At Fri, 22 Jul 2016 14:10:48 +0900, Amit Langote 
<langote_amit...@lab.ntt.co.jp> wrote in 
> On 2016/07/22 0:38, Robert Haas wrote:
> > On Wed, Jul 13, 2016 at 5:22 AM, Amit Langote
> > <langote_amit...@lab.ntt.co.jp> wrote:
> >> Consider a scenario where one adds a *valid* constraint on a inheritance
> >> parent which is then merged with a child table's *not valid* constraint
> >> during inheritance recursion.  If merged, the constraint is not checked
> >> for the child data even though it may have some.  Is that an oversight?
> > 
> > Seems like it.  I'd recommend we just error out in that case and tell
> > the user that they should validate the child's constraint first.
> Agreed.
> Patch attached.  In addition to the recursion from parent case, this seems
> to be broken for the alter table child inherit parent case as well.
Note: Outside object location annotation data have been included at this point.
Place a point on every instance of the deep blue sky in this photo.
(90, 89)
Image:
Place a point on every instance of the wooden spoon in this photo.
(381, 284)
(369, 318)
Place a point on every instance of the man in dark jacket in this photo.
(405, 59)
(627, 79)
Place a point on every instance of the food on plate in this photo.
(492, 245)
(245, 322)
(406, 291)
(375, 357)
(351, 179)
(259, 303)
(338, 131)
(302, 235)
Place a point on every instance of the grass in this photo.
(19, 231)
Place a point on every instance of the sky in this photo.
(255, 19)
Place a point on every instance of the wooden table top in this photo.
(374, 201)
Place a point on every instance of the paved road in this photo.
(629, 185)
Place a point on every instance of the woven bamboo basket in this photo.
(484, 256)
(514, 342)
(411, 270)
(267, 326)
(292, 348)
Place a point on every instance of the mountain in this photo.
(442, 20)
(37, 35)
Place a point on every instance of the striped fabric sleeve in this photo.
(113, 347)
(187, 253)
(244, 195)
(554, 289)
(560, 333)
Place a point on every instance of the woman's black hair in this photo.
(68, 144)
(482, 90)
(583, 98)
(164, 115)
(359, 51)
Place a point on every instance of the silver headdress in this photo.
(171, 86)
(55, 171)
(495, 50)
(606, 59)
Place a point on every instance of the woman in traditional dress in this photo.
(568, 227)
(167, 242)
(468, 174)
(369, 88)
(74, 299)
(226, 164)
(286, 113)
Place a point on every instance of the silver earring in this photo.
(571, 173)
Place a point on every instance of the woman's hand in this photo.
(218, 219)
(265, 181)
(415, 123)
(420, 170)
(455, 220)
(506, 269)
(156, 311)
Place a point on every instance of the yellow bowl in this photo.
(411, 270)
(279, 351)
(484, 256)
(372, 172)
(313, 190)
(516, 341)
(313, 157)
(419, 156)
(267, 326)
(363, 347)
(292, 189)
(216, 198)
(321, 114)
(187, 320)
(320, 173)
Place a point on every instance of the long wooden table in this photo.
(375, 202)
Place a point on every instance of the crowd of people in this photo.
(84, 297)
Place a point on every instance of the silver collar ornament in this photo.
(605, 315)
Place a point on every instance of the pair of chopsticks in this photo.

So,
> fixed both MergeWithExistingConstraint (called from
> AddRelationNewConstraints) and MergeConstraintsIntoExisting (called from
> ATExecAddInherit). I had to add a new argument is_not_valid to the former
> to signal whether the constraint being propagated itself is declared NOT
> VALID, in which we can proceed with merging.  Also added some tests for
> both cases.

It seems to work as expected and message seems to be
reasonable. Test seems to be fine.

By the way I have one question.

Is it an expected configuration where tables in an inheritance
tree has different valid state on the same (check) constraint?
The check should be an equality if it's not.